You can obtain the complete WenMind evaluation dataset from WenMind Benchmark folder on GitHub.

Data Format

  {
    "id": 2464,
    "domain": "ancient literary culture",
    "capability": "knowledge",
    "question_format": "QA",
    "coarse_grained_task_zh": "成语",
    "coarse_grained_task_en": "idiom",
    "fine_grained_task_zh": "成语解释",
    "fine_grained_task_en": "idiom explanation",
    "question": "解释下面成语的意思:\n暮去朝来",
    "answer": "黄昏过去,清晨又到来。形容时光流逝。"
  }

The following is an explanation of the various fields in the data samples:

Task List

T1-1: Inverted Sentence Structure (倒装句语序)

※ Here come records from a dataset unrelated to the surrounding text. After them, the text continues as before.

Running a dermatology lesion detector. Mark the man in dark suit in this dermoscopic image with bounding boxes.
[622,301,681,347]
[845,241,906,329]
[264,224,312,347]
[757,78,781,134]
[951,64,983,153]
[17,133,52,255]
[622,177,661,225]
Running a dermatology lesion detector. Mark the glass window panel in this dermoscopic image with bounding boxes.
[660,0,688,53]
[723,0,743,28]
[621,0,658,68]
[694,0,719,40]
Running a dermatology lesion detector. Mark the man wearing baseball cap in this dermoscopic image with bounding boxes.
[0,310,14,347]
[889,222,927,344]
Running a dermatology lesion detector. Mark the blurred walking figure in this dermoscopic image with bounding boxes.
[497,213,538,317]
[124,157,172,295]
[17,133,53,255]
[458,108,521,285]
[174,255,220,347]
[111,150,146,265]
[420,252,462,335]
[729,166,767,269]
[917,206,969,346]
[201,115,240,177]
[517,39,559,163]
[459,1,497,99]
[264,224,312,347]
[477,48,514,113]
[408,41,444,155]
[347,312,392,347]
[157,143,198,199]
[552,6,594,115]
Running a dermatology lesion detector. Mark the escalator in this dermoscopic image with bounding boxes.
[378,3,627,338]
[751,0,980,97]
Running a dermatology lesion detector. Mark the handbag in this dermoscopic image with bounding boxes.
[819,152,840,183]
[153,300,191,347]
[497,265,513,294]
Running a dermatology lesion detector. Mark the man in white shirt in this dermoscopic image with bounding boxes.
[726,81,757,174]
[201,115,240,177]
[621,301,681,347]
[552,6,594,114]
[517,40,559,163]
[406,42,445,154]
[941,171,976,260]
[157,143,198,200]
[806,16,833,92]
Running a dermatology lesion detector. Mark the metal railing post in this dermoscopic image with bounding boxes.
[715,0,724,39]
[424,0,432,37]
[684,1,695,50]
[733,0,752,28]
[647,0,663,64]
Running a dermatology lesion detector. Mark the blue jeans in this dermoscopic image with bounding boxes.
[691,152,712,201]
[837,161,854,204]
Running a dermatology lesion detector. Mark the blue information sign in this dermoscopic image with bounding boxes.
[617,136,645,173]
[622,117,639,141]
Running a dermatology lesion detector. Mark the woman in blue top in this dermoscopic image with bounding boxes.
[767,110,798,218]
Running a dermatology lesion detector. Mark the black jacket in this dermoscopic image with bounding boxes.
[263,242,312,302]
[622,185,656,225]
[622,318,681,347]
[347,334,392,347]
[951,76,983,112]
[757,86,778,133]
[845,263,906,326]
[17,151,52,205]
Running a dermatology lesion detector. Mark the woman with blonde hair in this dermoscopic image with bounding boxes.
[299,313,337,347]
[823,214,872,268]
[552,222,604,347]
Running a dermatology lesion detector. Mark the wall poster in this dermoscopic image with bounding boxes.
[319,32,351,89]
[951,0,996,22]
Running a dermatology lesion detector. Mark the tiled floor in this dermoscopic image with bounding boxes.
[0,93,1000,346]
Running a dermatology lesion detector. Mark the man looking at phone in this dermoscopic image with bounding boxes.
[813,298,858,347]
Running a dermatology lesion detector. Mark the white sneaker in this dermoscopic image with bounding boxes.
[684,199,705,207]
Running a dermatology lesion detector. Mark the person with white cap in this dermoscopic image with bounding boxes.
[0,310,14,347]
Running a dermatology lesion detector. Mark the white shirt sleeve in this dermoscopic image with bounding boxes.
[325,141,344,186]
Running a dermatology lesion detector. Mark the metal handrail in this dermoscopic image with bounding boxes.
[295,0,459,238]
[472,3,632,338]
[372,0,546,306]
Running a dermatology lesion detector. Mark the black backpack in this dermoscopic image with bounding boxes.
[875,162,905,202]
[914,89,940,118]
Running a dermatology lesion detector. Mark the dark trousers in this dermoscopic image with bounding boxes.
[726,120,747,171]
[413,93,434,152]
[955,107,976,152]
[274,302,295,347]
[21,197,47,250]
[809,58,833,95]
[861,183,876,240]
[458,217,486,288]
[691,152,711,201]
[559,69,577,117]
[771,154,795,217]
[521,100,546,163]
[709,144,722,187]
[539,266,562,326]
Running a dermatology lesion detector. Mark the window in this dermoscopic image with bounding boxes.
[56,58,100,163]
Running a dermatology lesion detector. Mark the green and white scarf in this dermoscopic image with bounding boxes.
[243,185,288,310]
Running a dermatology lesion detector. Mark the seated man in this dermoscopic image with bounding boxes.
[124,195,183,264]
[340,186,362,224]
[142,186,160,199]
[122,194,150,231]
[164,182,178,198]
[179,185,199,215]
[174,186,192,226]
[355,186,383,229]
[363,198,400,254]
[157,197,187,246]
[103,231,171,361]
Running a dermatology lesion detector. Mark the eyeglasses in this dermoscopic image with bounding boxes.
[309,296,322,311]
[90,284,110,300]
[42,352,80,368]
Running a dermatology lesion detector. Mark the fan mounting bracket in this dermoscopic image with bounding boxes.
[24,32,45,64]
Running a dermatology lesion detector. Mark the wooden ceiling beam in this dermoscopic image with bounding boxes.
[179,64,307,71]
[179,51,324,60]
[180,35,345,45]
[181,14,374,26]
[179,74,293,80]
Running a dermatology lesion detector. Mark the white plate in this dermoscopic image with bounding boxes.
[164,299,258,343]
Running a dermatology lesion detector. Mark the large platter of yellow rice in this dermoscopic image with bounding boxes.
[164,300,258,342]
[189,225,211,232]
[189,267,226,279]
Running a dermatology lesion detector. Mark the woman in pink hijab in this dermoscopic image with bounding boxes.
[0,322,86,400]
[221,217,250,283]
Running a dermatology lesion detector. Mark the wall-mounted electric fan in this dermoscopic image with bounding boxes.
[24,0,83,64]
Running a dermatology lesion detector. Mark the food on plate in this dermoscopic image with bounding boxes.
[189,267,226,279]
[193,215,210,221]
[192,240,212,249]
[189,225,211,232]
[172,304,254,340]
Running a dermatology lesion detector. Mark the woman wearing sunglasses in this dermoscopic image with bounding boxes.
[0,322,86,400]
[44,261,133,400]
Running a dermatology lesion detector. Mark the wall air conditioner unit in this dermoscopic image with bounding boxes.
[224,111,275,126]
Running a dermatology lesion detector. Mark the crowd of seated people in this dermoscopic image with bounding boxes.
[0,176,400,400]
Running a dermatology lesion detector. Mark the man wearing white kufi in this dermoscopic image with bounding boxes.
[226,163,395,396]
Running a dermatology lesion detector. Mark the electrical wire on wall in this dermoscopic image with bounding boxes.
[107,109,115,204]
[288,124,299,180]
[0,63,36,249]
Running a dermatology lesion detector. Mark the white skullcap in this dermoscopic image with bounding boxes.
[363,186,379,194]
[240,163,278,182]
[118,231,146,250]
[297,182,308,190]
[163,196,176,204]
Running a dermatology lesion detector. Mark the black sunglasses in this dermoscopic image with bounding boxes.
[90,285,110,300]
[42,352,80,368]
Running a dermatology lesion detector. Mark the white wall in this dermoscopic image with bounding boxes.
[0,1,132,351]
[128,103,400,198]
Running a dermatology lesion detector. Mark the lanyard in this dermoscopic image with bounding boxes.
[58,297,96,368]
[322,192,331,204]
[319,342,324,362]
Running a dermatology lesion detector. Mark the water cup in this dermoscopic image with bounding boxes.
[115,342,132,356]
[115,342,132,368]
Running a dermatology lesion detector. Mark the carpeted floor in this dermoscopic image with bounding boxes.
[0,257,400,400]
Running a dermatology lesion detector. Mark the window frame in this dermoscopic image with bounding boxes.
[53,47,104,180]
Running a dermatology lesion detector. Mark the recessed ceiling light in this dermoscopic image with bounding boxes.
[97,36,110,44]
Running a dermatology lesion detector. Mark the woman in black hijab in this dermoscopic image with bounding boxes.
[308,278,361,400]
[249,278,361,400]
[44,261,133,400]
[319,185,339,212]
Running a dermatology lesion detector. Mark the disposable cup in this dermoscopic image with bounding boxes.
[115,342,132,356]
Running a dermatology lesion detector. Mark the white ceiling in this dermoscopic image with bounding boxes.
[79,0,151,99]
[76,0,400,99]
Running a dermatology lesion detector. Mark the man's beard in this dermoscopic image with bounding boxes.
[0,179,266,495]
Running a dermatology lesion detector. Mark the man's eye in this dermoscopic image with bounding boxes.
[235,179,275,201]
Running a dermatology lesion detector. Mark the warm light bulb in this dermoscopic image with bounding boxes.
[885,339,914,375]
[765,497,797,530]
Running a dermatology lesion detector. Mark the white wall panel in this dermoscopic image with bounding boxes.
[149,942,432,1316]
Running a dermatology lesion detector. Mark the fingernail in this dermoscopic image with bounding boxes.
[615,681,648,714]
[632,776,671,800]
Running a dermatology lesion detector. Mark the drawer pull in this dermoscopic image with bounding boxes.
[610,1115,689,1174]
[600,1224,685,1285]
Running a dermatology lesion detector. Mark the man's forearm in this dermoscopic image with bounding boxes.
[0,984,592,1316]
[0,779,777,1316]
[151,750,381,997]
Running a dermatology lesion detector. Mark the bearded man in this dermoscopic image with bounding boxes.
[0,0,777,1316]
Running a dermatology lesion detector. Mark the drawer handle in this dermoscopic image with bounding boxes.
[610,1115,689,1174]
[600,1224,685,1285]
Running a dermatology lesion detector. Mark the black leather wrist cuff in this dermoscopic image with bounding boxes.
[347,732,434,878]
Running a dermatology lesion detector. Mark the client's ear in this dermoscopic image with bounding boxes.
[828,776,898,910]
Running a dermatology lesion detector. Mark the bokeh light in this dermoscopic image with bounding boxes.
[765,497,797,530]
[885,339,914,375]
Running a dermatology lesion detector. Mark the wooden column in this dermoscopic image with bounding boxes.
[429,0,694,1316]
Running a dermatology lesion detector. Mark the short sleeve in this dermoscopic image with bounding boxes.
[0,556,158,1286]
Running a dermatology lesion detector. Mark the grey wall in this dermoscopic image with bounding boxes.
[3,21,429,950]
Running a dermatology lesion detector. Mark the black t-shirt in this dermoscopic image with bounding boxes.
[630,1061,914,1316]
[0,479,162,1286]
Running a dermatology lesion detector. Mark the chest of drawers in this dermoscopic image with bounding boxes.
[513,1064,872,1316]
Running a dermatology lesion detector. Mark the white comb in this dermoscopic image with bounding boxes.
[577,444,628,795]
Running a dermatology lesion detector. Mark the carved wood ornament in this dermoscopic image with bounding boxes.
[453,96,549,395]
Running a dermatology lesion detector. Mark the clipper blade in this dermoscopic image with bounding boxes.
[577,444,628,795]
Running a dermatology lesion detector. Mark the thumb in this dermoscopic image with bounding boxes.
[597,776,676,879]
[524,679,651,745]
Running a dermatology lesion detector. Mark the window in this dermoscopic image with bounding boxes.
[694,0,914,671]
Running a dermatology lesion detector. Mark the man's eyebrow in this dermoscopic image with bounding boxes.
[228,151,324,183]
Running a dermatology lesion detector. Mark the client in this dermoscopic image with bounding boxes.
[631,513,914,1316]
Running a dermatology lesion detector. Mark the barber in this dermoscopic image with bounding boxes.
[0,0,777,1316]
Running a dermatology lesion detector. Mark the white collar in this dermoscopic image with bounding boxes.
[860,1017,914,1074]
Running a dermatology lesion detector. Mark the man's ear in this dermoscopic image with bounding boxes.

T1-2: Elliptical Sentence (省略句)

T1-3: Inverted Sentence Types (倒装句类型)

T1-4: Sentence Structure Identification (判断句式)

T2: Classical Chinese to Modern Chinese (文白翻译)

T3: Modern Chinese to Classical Chinese (白文翻译)

T4: Named Entity Recognition (命名实体识别)

T5: Punctuation (句读)

T6: Topic Classification (主题分类)

T7: Word Explanation (字词解释)

T8: Reading Comprehension (阅读理解)

T9: Function Words (虚词)

T10: Homophones (通假字)

T11: Polysemy (单字多义)

T12: Classical Chinese Writing (文言文写作)

T13-1: Appreciation Exam Questions (赏析真题)

T13-2: Free Appreciation (自由赏析)

T14-1: Poetry Writing (诗创作)

T14-2: Ci Writing (词创作)

T14-3: Qu Writing (曲创作)

T15-1: Content Q&A (内容问答)

T15-2: Title and Author Q&A (题目作者问答)

T15-3: Write the Next Sentence (下句默写)

T15-4: Write the Previous Sentence (上句默写)

T15-5: Comprehension Dictation (理解性默写)

T15-6: Genre Judgment (判断体裁)

T16: Ancient Poetry Translation (古诗词翻译)

T17: Sentiment Classification (情感分类)

T18: Ancient Poetry to English (古诗词英文翻译)

T19: Poet Introduction (诗人介绍)

T20: Analysis of Imagery (意象解析)

T21-1: Couplet Following (接下联)

T21-2: Couplet Writing (主题创作)

T21-3: HengPi Writing (拟横批)

T22-1: Synonyms (近义词)

T22-2: The Origin of Idiom (成语出处)

T22-3: Idiom Finding (成语蕴含)

T22-4: Idiom Explanation (解释含义)

T23: Riddle (谜语)

T24: Xiehouyu (歇后语)

T25: Historical Chinese Phonology (古汉语音韵)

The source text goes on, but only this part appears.